The play, if not for the star-turns of actors Michael C. Hall, Cristin Milloti, and Sophia Caruso, who do most of the singing and acting, is as close to being an ensemble piece as possible. Yes, all of the acting and singing is letter-perfect good. But it is Hall, on stage for all two hours channeling what appears to be the heart and soul of Bowie himself that holds us prisoner. No doubt, his short stint on Broadway in Hedwig and the Angry Inch, another totally demanding role, has served him well here.
If the truth be told, and here I am telling it, wonderful performances aside, the brilliance of Lazarus resides in the hands of visionary director Ivo van Hove (his production of A View From The Bridge is currently represented on Broadway at the Lyceum Theatre), and the play’s technical staff Jan Versweyveld (Scenic and Lighting Designer), Tai Yarden (Video Design), Brian Ronan (Sound Design), Henry Hey (Music Director), An D’Huys (Costume Design), and Anne-B Parsons. It is a rarity when the all of the production values come together so astonishingly, as to conjure up a sense of wonder, one that takes us to another world.

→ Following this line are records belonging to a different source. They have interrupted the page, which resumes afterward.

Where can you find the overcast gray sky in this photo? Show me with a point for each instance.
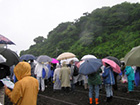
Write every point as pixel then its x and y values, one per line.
pixel 23 20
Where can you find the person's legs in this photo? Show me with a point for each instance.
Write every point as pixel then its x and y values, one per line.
pixel 107 88
pixel 2 95
pixel 42 84
pixel 38 78
pixel 90 93
pixel 96 90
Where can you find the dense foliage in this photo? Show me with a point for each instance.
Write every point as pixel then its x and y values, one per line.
pixel 105 31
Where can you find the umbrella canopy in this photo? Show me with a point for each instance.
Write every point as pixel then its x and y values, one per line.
pixel 88 57
pixel 74 59
pixel 2 59
pixel 4 40
pixel 54 61
pixel 11 57
pixel 132 58
pixel 27 57
pixel 114 65
pixel 90 66
pixel 116 60
pixel 44 58
pixel 65 55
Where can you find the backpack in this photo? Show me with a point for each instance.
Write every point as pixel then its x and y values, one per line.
pixel 43 73
pixel 76 71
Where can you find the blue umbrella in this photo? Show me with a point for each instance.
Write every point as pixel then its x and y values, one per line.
pixel 27 57
pixel 44 58
pixel 90 66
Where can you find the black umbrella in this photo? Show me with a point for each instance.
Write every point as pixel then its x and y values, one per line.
pixel 11 57
pixel 27 57
pixel 44 58
pixel 116 60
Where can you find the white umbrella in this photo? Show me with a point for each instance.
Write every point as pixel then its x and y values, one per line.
pixel 65 55
pixel 88 57
pixel 74 59
pixel 44 58
pixel 2 59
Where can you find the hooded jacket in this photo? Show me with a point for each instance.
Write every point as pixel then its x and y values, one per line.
pixel 26 88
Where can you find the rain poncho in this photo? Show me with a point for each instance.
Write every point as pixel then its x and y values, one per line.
pixel 26 88
pixel 57 83
pixel 65 76
pixel 130 73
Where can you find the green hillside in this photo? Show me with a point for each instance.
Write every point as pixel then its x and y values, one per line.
pixel 105 31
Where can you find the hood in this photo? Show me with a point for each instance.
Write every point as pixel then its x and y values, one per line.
pixel 22 69
pixel 128 67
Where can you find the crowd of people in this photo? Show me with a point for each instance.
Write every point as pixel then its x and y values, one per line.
pixel 30 77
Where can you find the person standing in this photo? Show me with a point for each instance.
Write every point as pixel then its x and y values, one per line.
pixel 39 74
pixel 65 77
pixel 108 79
pixel 25 90
pixel 129 71
pixel 56 80
pixel 4 71
pixel 94 82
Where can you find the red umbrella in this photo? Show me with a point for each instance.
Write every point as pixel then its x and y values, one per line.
pixel 4 40
pixel 114 65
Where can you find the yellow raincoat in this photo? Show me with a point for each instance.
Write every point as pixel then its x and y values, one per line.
pixel 26 88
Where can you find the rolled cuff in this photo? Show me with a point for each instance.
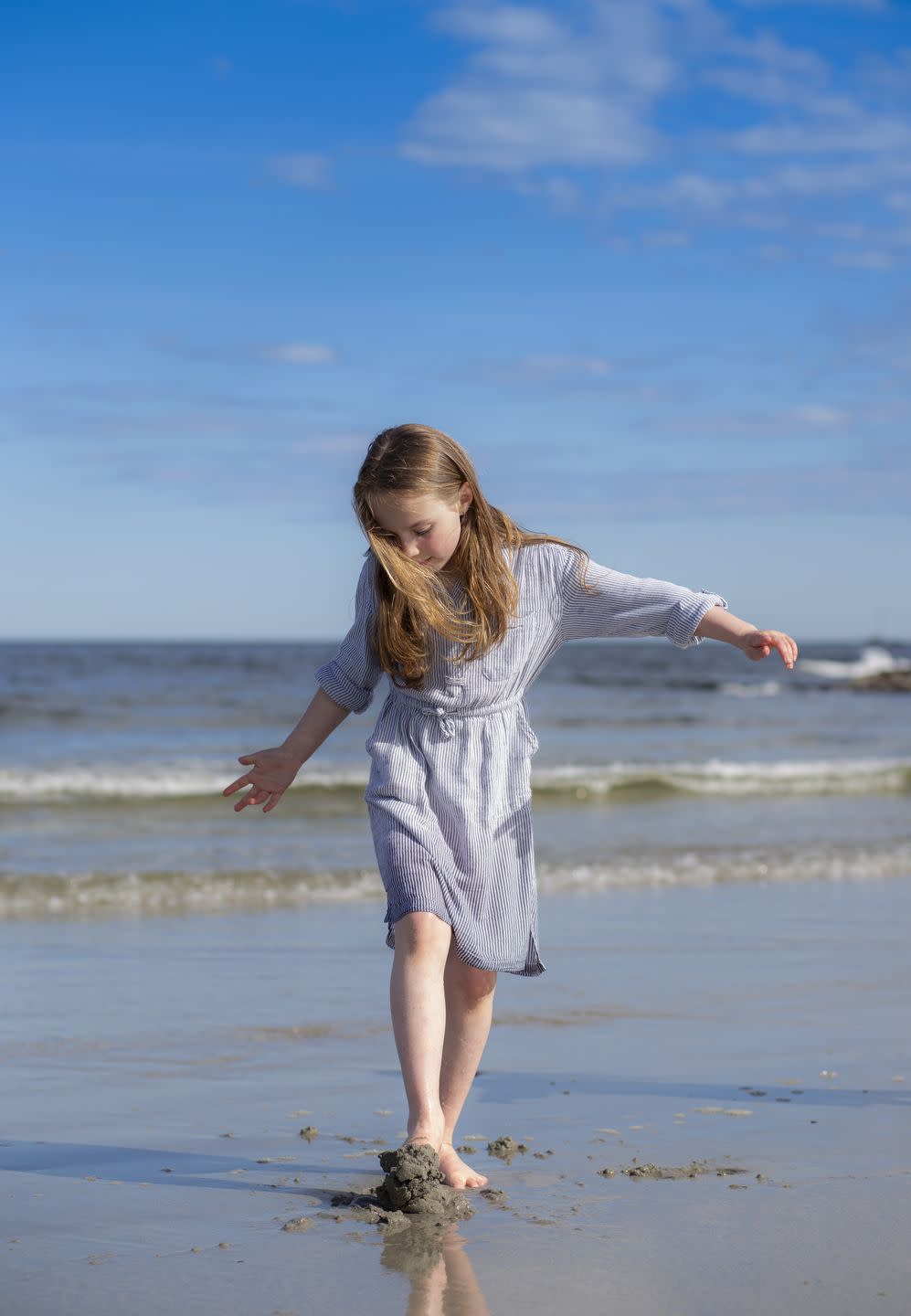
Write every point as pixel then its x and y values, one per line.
pixel 343 688
pixel 686 615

Installation view, /David Bowie Is/, MCA Chicago. Photo by Nathan Keay.
Note from the reviewer: The majority of this review was written last week, during which he released Blackstar, his 25th album on his 69th birthday. It was only this morning when I found out about his passing. And that he was battling cancer for 18 months. Of course, having spent some 25 hours in total immersing myself in Bowie research, so much so that I became Bowie – making us Bowie has always been his strength – I was devastated. It was like part of me died which indeed it did. Though the tone, as well as the reception of this review will change the reading of the article,
I chose to as a Reviewer’s Note rather than starting off with a Death Notice.

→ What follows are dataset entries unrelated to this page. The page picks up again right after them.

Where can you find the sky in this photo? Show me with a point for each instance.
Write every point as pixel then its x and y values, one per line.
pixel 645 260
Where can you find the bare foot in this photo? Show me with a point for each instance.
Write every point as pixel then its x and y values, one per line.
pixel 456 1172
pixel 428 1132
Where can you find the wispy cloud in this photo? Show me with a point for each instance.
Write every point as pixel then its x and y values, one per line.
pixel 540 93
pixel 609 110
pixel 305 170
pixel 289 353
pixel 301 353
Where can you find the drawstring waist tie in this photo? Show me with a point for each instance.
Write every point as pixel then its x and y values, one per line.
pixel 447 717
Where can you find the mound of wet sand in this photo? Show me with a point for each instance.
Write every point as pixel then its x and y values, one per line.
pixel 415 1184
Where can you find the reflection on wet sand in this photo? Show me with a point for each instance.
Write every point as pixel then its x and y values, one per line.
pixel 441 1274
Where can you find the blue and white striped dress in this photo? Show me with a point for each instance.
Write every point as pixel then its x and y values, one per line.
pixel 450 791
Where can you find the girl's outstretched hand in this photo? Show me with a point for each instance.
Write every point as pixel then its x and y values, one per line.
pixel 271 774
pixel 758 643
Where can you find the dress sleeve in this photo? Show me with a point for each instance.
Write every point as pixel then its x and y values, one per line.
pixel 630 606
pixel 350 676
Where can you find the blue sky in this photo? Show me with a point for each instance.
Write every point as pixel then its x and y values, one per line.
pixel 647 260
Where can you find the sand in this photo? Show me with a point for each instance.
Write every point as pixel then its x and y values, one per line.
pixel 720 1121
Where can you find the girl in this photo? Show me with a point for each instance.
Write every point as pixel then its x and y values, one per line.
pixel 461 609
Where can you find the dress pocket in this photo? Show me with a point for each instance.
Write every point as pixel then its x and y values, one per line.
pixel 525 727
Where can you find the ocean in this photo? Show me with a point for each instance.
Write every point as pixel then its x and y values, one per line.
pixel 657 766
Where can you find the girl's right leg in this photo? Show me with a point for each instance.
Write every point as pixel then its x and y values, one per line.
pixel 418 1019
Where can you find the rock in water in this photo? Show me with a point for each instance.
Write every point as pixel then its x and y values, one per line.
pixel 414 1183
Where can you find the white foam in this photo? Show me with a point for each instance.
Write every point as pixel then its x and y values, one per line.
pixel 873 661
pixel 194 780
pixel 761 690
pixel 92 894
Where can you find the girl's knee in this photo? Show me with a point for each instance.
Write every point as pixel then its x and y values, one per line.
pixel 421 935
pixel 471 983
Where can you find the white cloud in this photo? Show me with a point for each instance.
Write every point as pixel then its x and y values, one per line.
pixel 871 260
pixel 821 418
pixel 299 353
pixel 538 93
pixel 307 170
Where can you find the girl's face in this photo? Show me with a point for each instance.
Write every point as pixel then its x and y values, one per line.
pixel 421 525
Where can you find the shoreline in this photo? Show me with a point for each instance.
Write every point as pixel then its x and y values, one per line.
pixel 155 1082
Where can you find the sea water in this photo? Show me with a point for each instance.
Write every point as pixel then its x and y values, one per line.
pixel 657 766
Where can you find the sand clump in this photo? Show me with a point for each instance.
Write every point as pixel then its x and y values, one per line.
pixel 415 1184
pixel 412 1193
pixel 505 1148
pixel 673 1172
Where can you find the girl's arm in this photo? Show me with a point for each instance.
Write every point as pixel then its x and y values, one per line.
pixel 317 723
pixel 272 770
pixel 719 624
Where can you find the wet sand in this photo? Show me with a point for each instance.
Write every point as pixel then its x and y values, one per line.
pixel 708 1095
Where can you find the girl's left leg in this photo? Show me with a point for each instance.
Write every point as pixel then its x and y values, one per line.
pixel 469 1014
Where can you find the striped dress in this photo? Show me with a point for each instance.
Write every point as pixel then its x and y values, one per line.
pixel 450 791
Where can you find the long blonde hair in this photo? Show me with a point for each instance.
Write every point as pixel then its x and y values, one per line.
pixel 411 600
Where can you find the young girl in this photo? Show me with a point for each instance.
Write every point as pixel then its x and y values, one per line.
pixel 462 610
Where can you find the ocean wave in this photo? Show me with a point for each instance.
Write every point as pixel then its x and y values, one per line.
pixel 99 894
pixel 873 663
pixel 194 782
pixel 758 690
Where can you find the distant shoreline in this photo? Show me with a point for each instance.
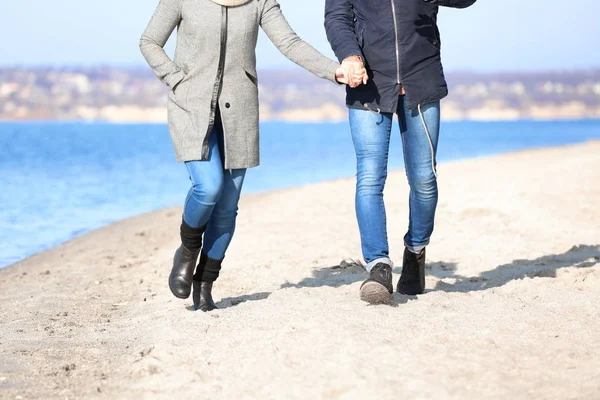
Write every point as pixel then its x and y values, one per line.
pixel 298 121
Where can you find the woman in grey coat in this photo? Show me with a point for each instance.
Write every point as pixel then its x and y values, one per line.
pixel 213 116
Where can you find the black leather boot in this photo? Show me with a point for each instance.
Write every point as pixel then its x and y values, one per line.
pixel 206 274
pixel 184 261
pixel 412 280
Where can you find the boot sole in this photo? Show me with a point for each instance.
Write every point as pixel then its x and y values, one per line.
pixel 375 293
pixel 177 295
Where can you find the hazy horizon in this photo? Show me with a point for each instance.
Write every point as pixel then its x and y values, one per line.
pixel 507 36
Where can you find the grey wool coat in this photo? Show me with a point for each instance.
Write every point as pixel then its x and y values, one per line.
pixel 215 65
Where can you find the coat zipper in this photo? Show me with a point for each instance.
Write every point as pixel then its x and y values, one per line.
pixel 397 49
pixel 217 86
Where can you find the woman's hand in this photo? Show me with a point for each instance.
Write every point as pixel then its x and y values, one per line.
pixel 355 71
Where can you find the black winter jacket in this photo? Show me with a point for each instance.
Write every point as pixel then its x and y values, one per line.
pixel 400 43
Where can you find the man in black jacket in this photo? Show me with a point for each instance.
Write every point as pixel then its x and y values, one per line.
pixel 398 42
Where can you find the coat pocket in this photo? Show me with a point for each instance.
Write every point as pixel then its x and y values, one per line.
pixel 251 75
pixel 180 93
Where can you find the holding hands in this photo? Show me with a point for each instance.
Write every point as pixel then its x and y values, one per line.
pixel 352 72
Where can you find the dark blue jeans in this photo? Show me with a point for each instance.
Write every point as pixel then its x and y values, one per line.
pixel 371 136
pixel 213 198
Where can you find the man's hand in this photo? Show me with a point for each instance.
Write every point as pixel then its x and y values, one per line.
pixel 355 71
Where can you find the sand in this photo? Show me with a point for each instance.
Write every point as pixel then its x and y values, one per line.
pixel 512 308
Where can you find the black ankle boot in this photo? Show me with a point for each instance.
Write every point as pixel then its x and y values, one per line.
pixel 412 280
pixel 206 274
pixel 184 261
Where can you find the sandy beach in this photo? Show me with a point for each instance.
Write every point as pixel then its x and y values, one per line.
pixel 512 308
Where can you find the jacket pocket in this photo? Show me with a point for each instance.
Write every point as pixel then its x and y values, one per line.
pixel 252 76
pixel 179 94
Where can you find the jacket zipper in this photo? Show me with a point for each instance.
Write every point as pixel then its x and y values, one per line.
pixel 217 86
pixel 397 49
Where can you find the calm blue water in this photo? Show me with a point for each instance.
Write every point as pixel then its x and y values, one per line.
pixel 60 180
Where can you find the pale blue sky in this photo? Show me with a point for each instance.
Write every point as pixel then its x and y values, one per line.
pixel 493 35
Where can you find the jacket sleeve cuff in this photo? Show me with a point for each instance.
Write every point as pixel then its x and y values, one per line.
pixel 331 69
pixel 173 79
pixel 349 52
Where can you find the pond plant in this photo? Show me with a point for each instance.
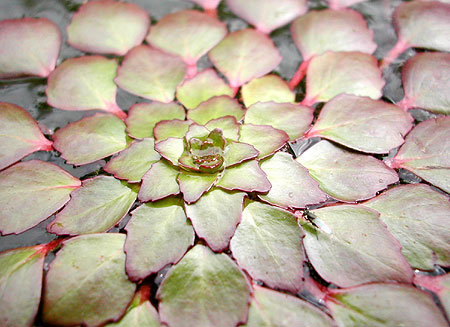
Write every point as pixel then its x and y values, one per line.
pixel 223 194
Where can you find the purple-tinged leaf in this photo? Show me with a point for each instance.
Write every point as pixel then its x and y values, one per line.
pixel 270 308
pixel 151 73
pixel 426 82
pixel 159 182
pixel 267 244
pixel 266 89
pixel 333 73
pixel 244 55
pixel 344 175
pixel 193 184
pixel 30 192
pixel 247 177
pixel 417 216
pixel 97 206
pixel 266 139
pixel 382 305
pixel 20 135
pixel 86 283
pixel 292 187
pixel 90 139
pixel 216 107
pixel 215 216
pixel 267 15
pixel 157 234
pixel 28 47
pixel 189 34
pixel 107 27
pixel 362 124
pixel 84 83
pixel 291 118
pixel 202 87
pixel 365 252
pixel 132 163
pixel 426 152
pixel 204 289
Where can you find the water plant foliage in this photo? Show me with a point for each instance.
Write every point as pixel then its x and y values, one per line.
pixel 176 175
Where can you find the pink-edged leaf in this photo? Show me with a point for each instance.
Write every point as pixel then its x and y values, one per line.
pixel 266 139
pixel 202 87
pixel 244 55
pixel 265 89
pixel 345 175
pixel 216 107
pixel 193 184
pixel 143 117
pixel 132 163
pixel 247 176
pixel 426 152
pixel 159 182
pixel 20 135
pixel 426 82
pixel 267 15
pixel 271 308
pixel 107 27
pixel 189 34
pixel 267 244
pixel 417 216
pixel 292 187
pixel 365 252
pixel 151 73
pixel 28 47
pixel 86 284
pixel 291 118
pixel 204 289
pixel 331 30
pixel 333 73
pixel 384 304
pixel 362 124
pixel 157 234
pixel 97 206
pixel 215 216
pixel 30 192
pixel 84 83
pixel 90 139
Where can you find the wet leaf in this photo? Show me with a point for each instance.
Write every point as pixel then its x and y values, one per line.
pixel 99 204
pixel 151 73
pixel 267 244
pixel 28 47
pixel 86 283
pixel 157 234
pixel 345 175
pixel 107 27
pixel 244 55
pixel 267 15
pixel 381 305
pixel 20 135
pixel 30 192
pixel 362 124
pixel 292 187
pixel 215 216
pixel 291 118
pixel 417 216
pixel 84 83
pixel 90 139
pixel 355 247
pixel 426 152
pixel 204 289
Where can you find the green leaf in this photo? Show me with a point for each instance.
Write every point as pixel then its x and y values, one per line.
pixel 267 244
pixel 204 289
pixel 157 234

Most chilling in retrospect are the lyrics of Lazarus one of the last songs Bowie wrote. Here, he seems to telling us, in no uncertain terms that he will be leaving the planet. The lyrics sung by Michael C. Hall include "Look up here/ I'm in heaven/ I've got scars that can't be seen…"This way or no way." You know, I'll be free" Bowie sings these same lyrics in his video Lazarus. (See link below). Appearing distraught, Bowie is seen shaking and writhing among the tousled sheets of his bed. He levitates briefly after a disembodied hand creeps toward him from beneath the bed frame. The video ends with Bowie closing the doors of his life, as he enters a coffin like closet.